At Lilac, our mission is to help you understand and curate your text data so you can build the best
possible LLM apps. We’ve built a new LLM-powered text clustering pipeline that’s more accurate and
easy to understand than any clustering approach we’ve seen before. This is our first cloud service
that we are launching on [Lilac Garden](https://www.lilacml.com/#garden), our new accelerated
computation platform.

## The problem

Understanding text datasets poses a unique set of challenges. Unlike images and videos where we
immediately can _see_ patterns, text requires a different approach. A common approach to
understanding large text datasets is clustering, where semantically similar documents are put in the
same bucket, or category. Understanding the relative sizes of the categories allows us to understand
how our data is distributed, without having to read every individual document. However document
clustering is often tricky to get right, requiring embeddings that capture intent in text, and
compute intensive pipelines that can take prohibitively long. The result is a set of cluster IDs
that require skimming through individual examples to draw insights.

## Our solution

Our new clustering service aims to solve this problem by simplifying this pipeline to a single API
that allows you to hand us a list of documents, and we'll give you back human-readable cluster
names, and categories for clusters, with a highly-optimized, hardware-accelerated cloud pipeline.

We leverage long context embeddings, massively parallel GPU compute, and sophisticated LLMs to
generate concise, descriptive titles for each cluster. These clusters play a crucial role in
revealing the major segments of your dataset by grouping similar documents together. This approach
can dramatically speed up the process of curation, allowing the identification and removal of
problematic clusters, sub-sampling large clusters to reduce dataset size, and creating task-specific
datasets. Moreover, examining clusters in user-LLM interaction logs sheds light on subtle and
potentially hazardous ways in which users engage with your product.
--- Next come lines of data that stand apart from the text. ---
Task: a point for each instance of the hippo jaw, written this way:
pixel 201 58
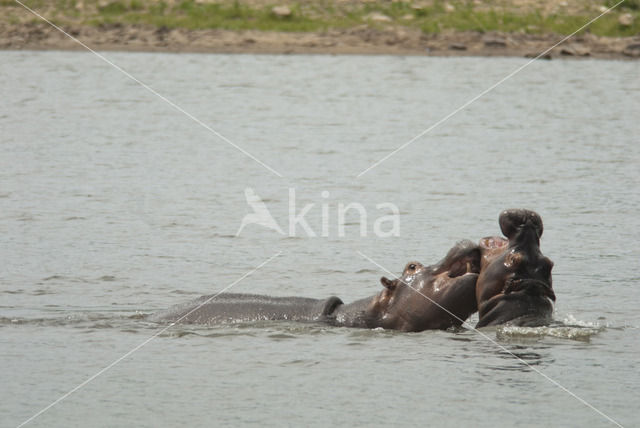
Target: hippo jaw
pixel 515 279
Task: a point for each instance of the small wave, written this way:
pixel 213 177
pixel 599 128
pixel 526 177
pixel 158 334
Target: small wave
pixel 560 330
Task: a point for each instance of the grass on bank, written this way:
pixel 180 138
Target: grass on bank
pixel 433 16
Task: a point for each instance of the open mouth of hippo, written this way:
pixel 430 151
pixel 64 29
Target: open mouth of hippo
pixel 530 286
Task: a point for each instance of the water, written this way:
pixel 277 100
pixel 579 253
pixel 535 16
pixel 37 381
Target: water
pixel 114 205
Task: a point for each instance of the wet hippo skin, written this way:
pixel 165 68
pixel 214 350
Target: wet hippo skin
pixel 439 296
pixel 514 285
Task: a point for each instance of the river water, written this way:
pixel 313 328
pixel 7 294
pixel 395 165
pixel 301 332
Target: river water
pixel 114 205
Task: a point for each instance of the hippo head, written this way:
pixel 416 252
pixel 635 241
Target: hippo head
pixel 515 263
pixel 430 297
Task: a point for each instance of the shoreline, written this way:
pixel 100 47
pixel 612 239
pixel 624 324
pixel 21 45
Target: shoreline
pixel 355 41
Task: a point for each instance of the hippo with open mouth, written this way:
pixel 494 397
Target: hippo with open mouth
pixel 439 296
pixel 514 285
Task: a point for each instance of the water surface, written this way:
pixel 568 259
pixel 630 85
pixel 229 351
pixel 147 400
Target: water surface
pixel 114 205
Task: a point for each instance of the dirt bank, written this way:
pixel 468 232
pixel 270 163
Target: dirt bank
pixel 359 40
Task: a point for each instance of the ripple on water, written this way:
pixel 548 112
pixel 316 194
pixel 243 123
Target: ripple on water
pixel 560 330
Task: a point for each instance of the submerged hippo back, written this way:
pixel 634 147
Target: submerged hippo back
pixel 214 309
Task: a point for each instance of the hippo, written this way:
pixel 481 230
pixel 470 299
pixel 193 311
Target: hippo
pixel 411 303
pixel 514 285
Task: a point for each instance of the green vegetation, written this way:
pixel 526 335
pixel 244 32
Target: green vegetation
pixel 430 16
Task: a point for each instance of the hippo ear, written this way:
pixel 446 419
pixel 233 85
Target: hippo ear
pixel 387 283
pixel 511 221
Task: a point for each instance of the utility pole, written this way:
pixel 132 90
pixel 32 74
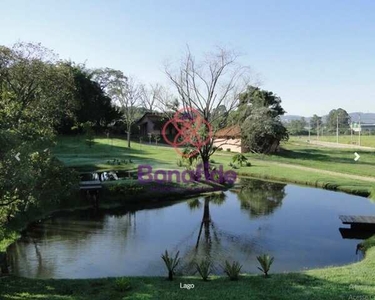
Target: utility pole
pixel 337 129
pixel 360 129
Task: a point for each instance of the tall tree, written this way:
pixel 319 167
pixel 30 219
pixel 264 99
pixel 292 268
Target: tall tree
pixel 94 105
pixel 259 117
pixel 149 96
pixel 127 92
pixel 35 91
pixel 338 117
pixel 206 85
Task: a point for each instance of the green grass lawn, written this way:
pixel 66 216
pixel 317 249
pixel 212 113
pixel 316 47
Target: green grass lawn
pixel 366 140
pixel 354 281
pixel 75 153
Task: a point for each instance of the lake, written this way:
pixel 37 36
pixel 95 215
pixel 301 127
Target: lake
pixel 297 225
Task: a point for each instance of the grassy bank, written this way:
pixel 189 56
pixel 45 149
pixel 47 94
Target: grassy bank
pixel 355 281
pixel 113 194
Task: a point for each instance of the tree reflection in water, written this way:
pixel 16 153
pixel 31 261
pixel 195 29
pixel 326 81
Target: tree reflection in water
pixel 260 198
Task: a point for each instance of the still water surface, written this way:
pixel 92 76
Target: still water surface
pixel 299 226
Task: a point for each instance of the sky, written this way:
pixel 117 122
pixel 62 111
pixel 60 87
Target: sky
pixel 316 55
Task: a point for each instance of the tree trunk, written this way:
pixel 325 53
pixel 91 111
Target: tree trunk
pixel 206 167
pixel 3 263
pixel 128 137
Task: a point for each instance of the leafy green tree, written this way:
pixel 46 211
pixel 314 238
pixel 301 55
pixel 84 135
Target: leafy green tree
pixel 35 91
pixel 259 116
pixel 93 104
pixel 338 117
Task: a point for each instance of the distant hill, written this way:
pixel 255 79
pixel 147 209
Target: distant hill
pixel 365 117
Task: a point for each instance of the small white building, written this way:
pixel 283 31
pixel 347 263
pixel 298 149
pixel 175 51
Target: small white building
pixel 229 138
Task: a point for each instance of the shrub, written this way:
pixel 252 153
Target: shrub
pixel 171 263
pixel 265 263
pixel 122 284
pixel 232 270
pixel 240 158
pixel 204 269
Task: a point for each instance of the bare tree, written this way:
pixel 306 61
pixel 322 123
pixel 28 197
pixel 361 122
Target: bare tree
pixel 150 95
pixel 127 93
pixel 208 85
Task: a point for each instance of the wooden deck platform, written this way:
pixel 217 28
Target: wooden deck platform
pixel 90 185
pixel 357 219
pixel 359 222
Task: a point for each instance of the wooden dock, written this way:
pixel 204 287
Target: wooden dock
pixel 90 185
pixel 359 222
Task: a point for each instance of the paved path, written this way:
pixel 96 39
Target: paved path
pixel 303 168
pixel 337 145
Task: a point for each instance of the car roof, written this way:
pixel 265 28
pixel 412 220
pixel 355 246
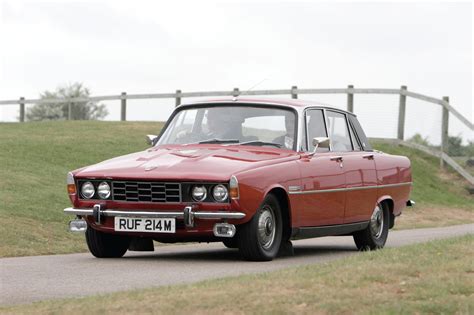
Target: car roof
pixel 291 103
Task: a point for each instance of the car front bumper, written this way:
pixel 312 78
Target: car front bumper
pixel 188 214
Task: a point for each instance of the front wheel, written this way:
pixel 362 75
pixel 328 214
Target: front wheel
pixel 105 245
pixel 375 235
pixel 260 238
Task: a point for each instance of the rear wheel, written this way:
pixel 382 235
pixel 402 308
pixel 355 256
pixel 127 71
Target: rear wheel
pixel 260 238
pixel 376 233
pixel 105 245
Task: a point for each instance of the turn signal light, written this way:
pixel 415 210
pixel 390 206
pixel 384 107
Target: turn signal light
pixel 233 188
pixel 71 186
pixel 71 189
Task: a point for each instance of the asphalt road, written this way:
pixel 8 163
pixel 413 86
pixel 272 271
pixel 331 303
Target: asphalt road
pixel 28 279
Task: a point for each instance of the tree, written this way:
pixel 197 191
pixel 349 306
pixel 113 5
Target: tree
pixel 60 111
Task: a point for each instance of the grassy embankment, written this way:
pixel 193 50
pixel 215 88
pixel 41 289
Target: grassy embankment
pixel 429 278
pixel 35 157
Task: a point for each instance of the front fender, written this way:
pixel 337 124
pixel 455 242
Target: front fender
pixel 255 184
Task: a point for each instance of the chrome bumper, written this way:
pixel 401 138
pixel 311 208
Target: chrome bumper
pixel 188 214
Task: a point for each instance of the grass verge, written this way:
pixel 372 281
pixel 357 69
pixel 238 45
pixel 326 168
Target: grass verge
pixel 35 157
pixel 34 161
pixel 435 277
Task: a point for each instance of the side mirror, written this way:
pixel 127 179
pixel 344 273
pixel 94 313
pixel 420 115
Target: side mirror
pixel 151 139
pixel 320 142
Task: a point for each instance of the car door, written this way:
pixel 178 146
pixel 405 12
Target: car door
pixel 361 179
pixel 321 198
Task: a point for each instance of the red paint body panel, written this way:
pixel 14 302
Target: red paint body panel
pixel 319 191
pixel 320 173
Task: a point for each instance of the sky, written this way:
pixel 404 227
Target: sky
pixel 162 46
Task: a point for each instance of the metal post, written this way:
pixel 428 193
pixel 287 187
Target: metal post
pixel 401 112
pixel 123 103
pixel 236 92
pixel 444 130
pixel 350 99
pixel 22 109
pixel 178 98
pixel 294 92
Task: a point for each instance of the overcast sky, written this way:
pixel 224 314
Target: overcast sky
pixel 152 47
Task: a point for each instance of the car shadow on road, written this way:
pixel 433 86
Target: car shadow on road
pixel 232 255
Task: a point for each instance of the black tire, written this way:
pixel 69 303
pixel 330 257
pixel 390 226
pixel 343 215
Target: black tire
pixel 231 242
pixel 262 246
pixel 375 235
pixel 105 245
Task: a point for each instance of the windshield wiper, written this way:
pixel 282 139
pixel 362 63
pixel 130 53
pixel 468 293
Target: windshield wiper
pixel 215 140
pixel 258 142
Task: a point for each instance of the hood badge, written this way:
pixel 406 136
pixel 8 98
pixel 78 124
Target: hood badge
pixel 149 168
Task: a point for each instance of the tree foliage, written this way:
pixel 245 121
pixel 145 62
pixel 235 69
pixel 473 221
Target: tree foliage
pixel 60 111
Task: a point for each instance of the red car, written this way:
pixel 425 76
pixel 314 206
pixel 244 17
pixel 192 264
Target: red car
pixel 251 173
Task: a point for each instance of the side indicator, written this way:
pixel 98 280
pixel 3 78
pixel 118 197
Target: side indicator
pixel 234 188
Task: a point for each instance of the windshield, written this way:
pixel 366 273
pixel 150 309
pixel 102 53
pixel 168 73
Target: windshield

Don’t just take our word for it - check out Lilac’s demo page to see clusters for LLM fine-tuning
datasets
([OpenOrca](https://lilacai-lilac.hf.space/datasets#lilac/OpenOrca&viewPivot=true&pivot=%7B%22outerPath%22%3A%5B%22question__cluster%22%2C%22category_title%22%5D%2C%22innerPath%22%3A%5B%22question__cluster%22%2C%22cluster_title%22%5D%7D),
[Capybara](https://lilacai-lilac.hf.space/datasets#lilac/Capybara&viewPivot=true&pivot=%7B%22outerPath%22%3A%5B%22conversation_input__cluster%22%2C%22category_title%22%5D%2C%22innerPath%22%3A%5B%22conversation_input__cluster%22%2C%22cluster_title%22%5D%7D),
[UltraChat](https://lilacai-lilac.hf.space/datasets#lilac/UltraChat-200k&query=%7B%7D&viewPivot=true&pivot=%7B%22outerPath%22%3A%5B%22messages__clusters%22%2C%22category_title%22%5D%2C%22innerPath%22%3A%5B%22messages__clusters%22%2C%22cluster_title%22%5D%7D),
[Glaive](https://lilacai-lilac.hf.space/datasets#lilac/glaive-code-assistant&viewPivot=true&pivot=%7B%22outerPath%22%3A%5B%22question__cluster%22%2C%22category_title%22%5D%2C%22innerPath%22%3A%5B%22question__cluster%22%2C%22cluster_title%22%5D%7D),
[SlimOrca](https://lilacai-lilac.hf.space/datasets#lilac/SlimOrca&query=%7B%7D&viewPivot=true&pivot=%7B%22outerPath%22%3A%5B%22conversation__clusters%22%2C%22category_title%22%5D%2C%22innerPath%22%3A%5B%22conversation__clusters%22%2C%22cluster_title%22%5D%7D)),
LLM eval datasets
([MMLU](https://lilacai-lilac.hf.space/datasets#lilac/MMLU&query=%7B%7D&viewPivot=true&pivot=%7B%22outerPath%22%3A%5B%22question__cluster%22%2C%22category_title%22%5D%2C%22innerPath%22%3A%5B%22question__cluster%22%2C%22cluster_title%22%5D%7D),
[ARC](https://lilacai-lilac.hf.space/datasets#lilac/ARC-Challenge&query=%7B%7D&viewPivot=true&pivot=%7B%22outerPath%22%3A%5B%22question__cluster%22%2C%22category_title%22%5D%2C%22innerPath%22%3A%5B%22question__cluster%22%2C%22cluster_title%22%5D%7D),
[Winogrande](https://lilacai-lilac.hf.space/datasets#lilac/WinoGrande&query=%7B%7D&viewPivot=true&pivot=%7B%22outerPath%22%3A%5B%22sentence__cluster%22%2C%22category_title%22%5D%2C%22innerPath%22%3A%5B%22sentence__cluster%22%2C%22cluster_title%22%5D%7D)),
user logs
([Chatbot Arena](https://lilacai-lilac.hf.space/datasets#lilac/lmsys-chat-1m&viewPivot=true&pivot=%7B%22outerPath%22%3A%5B%22conversation__clusters%22%2C%22category_title%22%5D%2C%22innerPath%22%3A%5B%22conversation__clusters%22%2C%22cluster_title%22%5D%7D)),
content scraping
([HN comments](https://lilacai-lilac.hf.space/datasets#lilac/hncomments-1m&query=%7B%7D&viewPivot=true&pivot=%7B%22outerPath%22%3A%5B%22text__cluster%22%2C%22category_title%22%5D%2C%22innerPath%22%3A%5B%22text__cluster%22%2C%22cluster_title%22%5D%7D)),
and more.

## Jailbreak clusters

[ChatBot Arena](https://chat.lmsys.org/) is a website that allows users to interact with and compare
chatbot quality. The Arena team has released a subset of redacted user logs, and we discovered that
quite a few users test their jailbreaks and prompt injections on the Arena.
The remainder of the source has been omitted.